2020/07/07 12:45
わたしは生きているうちに、できるだけ多くの暮らしの在り様をみてみたい。
できれば観光じゃなくて、そこに住む人たちの日常をみたい。
17歳、アメリカに1年ホームステイしたとき、ほとんど何もかもが日本とちがっていた。
目の前の日常に、毎日ひどく高揚した。
「あぁ、あぶなかった、こんな世界があることを知らずに死ぬところだった…!」
そんな風に思った。
いつか世界中を旅したいという夢をもった。
日本に帰国した直後、生まれ育った東京を離れ、熊本の阿蘇に引っ越すことになった。
高校卒業まで残り半年ほど。大好きだった学校、友達。
知り合いのまったくいない田舎、ぼっとん便所付きの見知らぬ古民家。
行きたい訳がなかった。
気付けば、素人の母が勢いだけで借りたかたい畑を鍬で耕していた。
無気力な心身は8月の太陽に焼かれ、なにも考えられなくなった。
望んではいなかったものの、結果的に、阿蘇での暮らしはわたしの人生に豊かな感性を残してくれた。
山から下りてくる澄んだ水、
近所の人がくれる野菜、
毎日温泉で出くわすシワシワで元気なお婆さんたち。
知るはずのなかったものばかりと出逢った。
「あぶなかった、知らずに終わるとこだった。」
ここでも思った。
海外だけじゃない、日本にもたくさん「知らない世界」があった。
・・・
海外を見たくてしょうがなかった自分。
日本にも海外に負けないほどの未知との遭遇があることを体感して、国内にも目が向くようになった。
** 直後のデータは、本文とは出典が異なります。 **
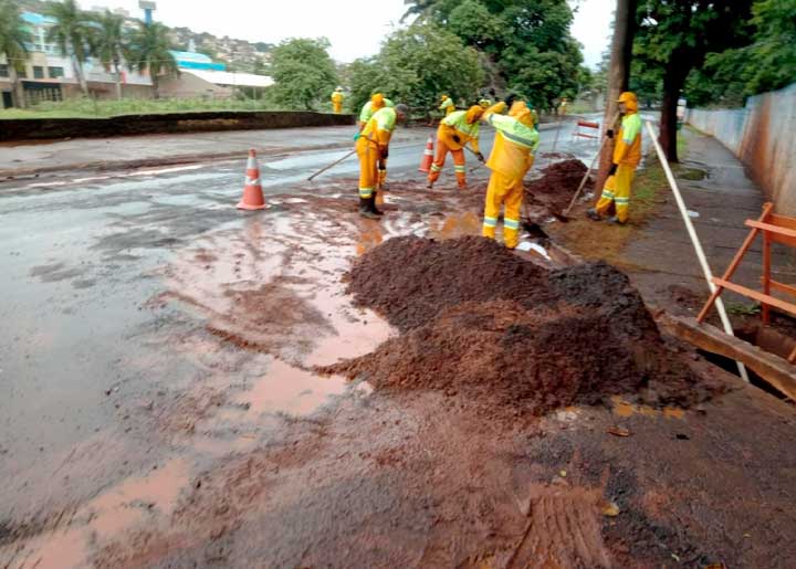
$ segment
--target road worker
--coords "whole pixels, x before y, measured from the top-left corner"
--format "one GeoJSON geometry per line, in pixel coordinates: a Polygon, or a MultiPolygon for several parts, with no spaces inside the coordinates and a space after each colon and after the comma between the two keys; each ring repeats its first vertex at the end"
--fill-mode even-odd
{"type": "Polygon", "coordinates": [[[495,133],[492,154],[486,167],[492,170],[486,188],[483,232],[485,238],[495,239],[501,206],[503,212],[503,242],[509,249],[520,243],[520,210],[523,200],[523,178],[531,169],[540,137],[533,127],[531,109],[513,95],[505,103],[488,108],[481,117],[492,125],[495,133]],[[509,115],[501,113],[509,106],[509,115]]]}
{"type": "Polygon", "coordinates": [[[442,98],[440,99],[439,109],[442,110],[446,114],[446,116],[448,116],[455,110],[455,105],[453,104],[453,101],[448,95],[442,95],[442,98]]]}
{"type": "Polygon", "coordinates": [[[335,115],[343,113],[343,87],[337,87],[332,93],[332,110],[335,115]]]}
{"type": "Polygon", "coordinates": [[[567,103],[566,97],[562,97],[561,104],[558,105],[558,115],[566,116],[568,106],[569,104],[567,103]]]}
{"type": "Polygon", "coordinates": [[[378,219],[383,213],[376,209],[378,194],[379,161],[387,160],[389,141],[396,123],[405,122],[409,115],[406,105],[384,106],[376,110],[356,137],[359,157],[359,214],[378,219]]]}
{"type": "Polygon", "coordinates": [[[484,109],[473,105],[467,110],[455,110],[440,122],[437,129],[437,156],[429,170],[429,189],[431,189],[442,171],[448,152],[453,155],[453,169],[457,175],[459,189],[467,187],[467,173],[464,170],[464,146],[469,143],[478,159],[484,161],[484,157],[478,147],[479,120],[484,109]]]}
{"type": "MultiPolygon", "coordinates": [[[[384,107],[392,108],[395,107],[395,103],[385,97],[383,93],[374,93],[370,97],[370,101],[363,105],[363,108],[359,113],[359,133],[362,133],[363,128],[365,128],[365,125],[367,125],[368,120],[370,120],[370,117],[373,117],[374,113],[376,113],[379,108],[384,107]]],[[[354,137],[354,140],[356,140],[358,137],[359,135],[357,134],[357,136],[354,137]]],[[[379,159],[378,171],[379,189],[385,190],[387,189],[387,158],[379,159]]]]}
{"type": "MultiPolygon", "coordinates": [[[[622,119],[614,147],[614,160],[597,206],[589,209],[586,214],[595,221],[600,221],[614,203],[616,215],[608,221],[624,225],[628,220],[633,175],[641,161],[641,117],[638,115],[638,99],[635,93],[622,93],[618,103],[622,119]]],[[[614,138],[614,130],[607,130],[606,136],[614,138]]]]}

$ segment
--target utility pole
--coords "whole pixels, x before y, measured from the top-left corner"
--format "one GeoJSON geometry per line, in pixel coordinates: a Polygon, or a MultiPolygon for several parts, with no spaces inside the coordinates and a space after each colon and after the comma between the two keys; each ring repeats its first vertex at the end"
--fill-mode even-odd
{"type": "MultiPolygon", "coordinates": [[[[618,133],[616,125],[610,122],[617,116],[617,99],[628,89],[630,80],[630,61],[632,59],[632,40],[636,33],[637,0],[617,0],[616,20],[614,22],[614,40],[611,42],[611,60],[608,69],[608,93],[606,94],[606,109],[603,117],[604,133],[612,128],[618,133]]],[[[608,178],[608,169],[614,157],[615,140],[607,140],[603,147],[595,186],[596,198],[599,198],[603,185],[608,178]]]]}

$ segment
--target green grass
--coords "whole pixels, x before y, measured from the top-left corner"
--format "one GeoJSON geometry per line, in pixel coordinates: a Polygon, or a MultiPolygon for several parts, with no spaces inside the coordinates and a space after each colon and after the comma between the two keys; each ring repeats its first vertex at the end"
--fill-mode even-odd
{"type": "Polygon", "coordinates": [[[60,102],[43,102],[21,109],[0,109],[0,119],[11,118],[96,118],[137,114],[200,113],[205,110],[277,110],[268,101],[253,99],[135,99],[93,101],[72,98],[60,102]]]}

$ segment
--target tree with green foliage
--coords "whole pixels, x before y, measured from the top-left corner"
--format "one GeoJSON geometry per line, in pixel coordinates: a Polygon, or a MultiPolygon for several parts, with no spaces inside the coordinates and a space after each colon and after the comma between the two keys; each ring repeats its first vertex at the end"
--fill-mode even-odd
{"type": "Polygon", "coordinates": [[[752,6],[747,44],[709,53],[689,75],[689,106],[742,106],[746,97],[796,82],[796,0],[752,6]]]}
{"type": "Polygon", "coordinates": [[[273,97],[286,108],[313,110],[337,86],[337,70],[329,57],[329,41],[293,38],[273,50],[273,97]]]}
{"type": "Polygon", "coordinates": [[[160,22],[138,22],[138,29],[129,36],[127,61],[130,69],[149,73],[153,97],[160,98],[160,77],[179,75],[177,61],[171,55],[169,29],[160,22]]]}
{"type": "Polygon", "coordinates": [[[92,55],[97,57],[105,70],[113,69],[116,98],[122,101],[122,62],[127,42],[124,33],[124,18],[105,10],[94,17],[96,29],[92,32],[92,55]]]}
{"type": "MultiPolygon", "coordinates": [[[[499,71],[500,83],[538,107],[574,98],[583,78],[580,45],[569,34],[566,0],[408,0],[405,17],[458,35],[499,71]]],[[[493,86],[495,86],[493,84],[493,86]]]]}
{"type": "Polygon", "coordinates": [[[88,95],[83,64],[91,54],[93,28],[91,18],[80,9],[75,0],[62,0],[48,4],[44,13],[55,19],[48,30],[48,40],[55,43],[64,57],[72,60],[75,76],[83,95],[88,95]]]}
{"type": "Polygon", "coordinates": [[[453,33],[431,23],[394,32],[375,57],[350,66],[352,105],[357,109],[374,91],[429,112],[441,94],[473,103],[483,82],[479,55],[453,33]]]}
{"type": "Polygon", "coordinates": [[[0,0],[0,54],[6,56],[14,102],[18,107],[22,108],[25,107],[24,92],[17,71],[24,65],[28,59],[25,43],[29,41],[30,33],[17,2],[0,0]]]}
{"type": "Polygon", "coordinates": [[[677,106],[685,78],[711,52],[743,44],[752,0],[646,0],[637,10],[633,55],[662,72],[660,143],[678,161],[677,106]]]}

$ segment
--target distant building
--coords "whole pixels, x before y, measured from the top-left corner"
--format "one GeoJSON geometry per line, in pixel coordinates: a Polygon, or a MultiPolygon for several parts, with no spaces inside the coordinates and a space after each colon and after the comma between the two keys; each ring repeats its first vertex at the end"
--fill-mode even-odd
{"type": "MultiPolygon", "coordinates": [[[[24,69],[19,72],[29,103],[40,101],[61,101],[66,97],[80,95],[80,84],[69,57],[61,55],[57,45],[46,41],[50,27],[55,23],[50,17],[34,12],[22,12],[22,20],[28,25],[31,42],[27,44],[28,61],[24,69]]],[[[2,104],[11,106],[10,62],[0,55],[0,92],[2,104]]],[[[97,98],[113,98],[116,96],[115,78],[112,71],[97,61],[90,59],[83,64],[88,92],[97,98]]],[[[125,97],[148,97],[151,94],[151,80],[147,75],[122,72],[122,93],[125,97]]]]}

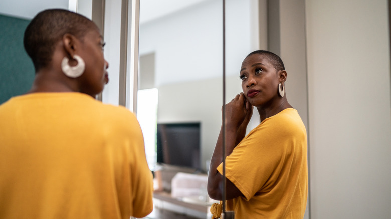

GOKIGEN Nipponの旅であれば、観光では入り込めない「暮らし」の域までおじゃまさせてもらえる。
近い距離で話をしてもらえる。
その経験のなんと価値のあることか。
どんな風に生きたいか。
本当に大切にしたいものは何か。
今のわたしにはそれがまだわからない。
知らない世界をもっと覗いて、人と向き合って、自分のペースで見つけられたらと思う。
一先ずは、今日という一日を目一杯ごきげんに過ごしてみよう。